The 5% Fannie Mae conventional product for 2-4 is great and do you have to worry about the self sustainability test like you would on FHA. Live in the 1 unit while renting the others. After a year you can repeat the process if you want. This will be your quickest way. Let me know if I can answer any questions regarding the 5% product!


 Hey Jack, 

Could you clarify what you mean. If I’m interpreting what you are saying correctly than I don’t mind living in one unit and renting the rest. 

Quote from @Ko Kashiwagi:

Hi Timothy

Given you have 2 years of job/income history, house hacking would be a great way to get started. Conventional or FHA financing is a good way to get into house hacking. You could also use hard money or rental financing, but you'd need to make sure it will allow beginner investors.
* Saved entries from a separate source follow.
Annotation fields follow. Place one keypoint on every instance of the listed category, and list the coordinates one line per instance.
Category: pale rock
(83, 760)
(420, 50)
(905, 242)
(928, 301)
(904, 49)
 I just started my new job a couple months ago so that might be a problem for me as I don’t have 2 years worth of income history. Is there another way around the requirement?

Quote from @Bradley Buxton:

@Timothy Yang

House hacking is a great way to get started. You will still need some capital.  If you can take on another job or work more hours to build up some savings you can get a primary residence with little to no down payment if you can find the programs in your area. 

Thanks for the advice. I do have some saving and assets I could liquidate, but I prefer that as a last resort. I recently talked to a colleague who is a banker and we were chatting about my interest with real estate. He mentioned to me that I should liquidate most of my assets so that I could qualify for loans such as FHA and similar types since those are more for lower income earners. Is this a correct path to take since they might see that I have savings and assets that could potential disqualify me for such loans?

I just recently graduated and am looking to start investing in real estate. I have almost no capital to start, but have a steady income from my day job. I have been researching on how to start the process of investing and I've talked to a few people who are more knowledgeable than me in real estate. From what I have learned from both the internet and colleagues is that the finances are the hardest part of getting started. So how should someone like me with almost no capital and no networks finance a rental property without help from a real estate investor. I know there are a couple loans/programs like an FHA loan that are available to starters like me, but are there more options?